Equipment Properties

Data Descriptions

Data		Unit		Description
Set	Item	Type	Native	Description
Equipment Properties	Dome Pressure	Pressure	psia	Pressure of Liquor_Out and Steam_Out streams. If given with Area the Heat Transfer Coefficient is calculated.
	Heat Transfer Coefficient	Heat Trans Coef	BTU/hr/F/ft2	If given with Area the Dome Pressure is calculated.
	Area	Area	ft2	Heat transfer Area.
	Energy Efficiency	Fraction or Percent	Fraction	Fraction of available energy transferred to the liquor.
Post Heater	Heat Transfer Coefficient	Heat Trans Coef	BTU/hr/F/ft2	If given Area must also be given.
	Area	Area	ft2	If given Heat Transfer Coefficient must also be given.

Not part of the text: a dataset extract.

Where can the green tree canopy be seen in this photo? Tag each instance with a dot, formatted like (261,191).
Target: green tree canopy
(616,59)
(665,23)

	Delta T	Temperature Change	Delta F	Change in temperature from Post_Heater_Liquor_In to Post_Heater_Liquor_Out.
	Pressure	Pressure	psia	Post heater pressure. Defaults to Post_Heater_Liquor_In pressure.
Calculated Properties	Dome Pressure	Pressure	psia	The dome pressure of the evaporator, calculated if the Heat Transfer Coefficient is given.
	Heat Available for Transfer	Energy Flow	BTU/hr	This is the heat input to the evaporator body, SI * Hstm
	Evap Heat Transfer Coef	Heat Trans Coef	BTU/hr/F/ft2	The heat transfer coefficient calculated for saturated liquor, assuming the logarithmic average temperature difference between the inlet and outlet flows. It is taken in account that the heat transferred is the latent heat of steam and, usually, the evaporators are working with a constant delta T.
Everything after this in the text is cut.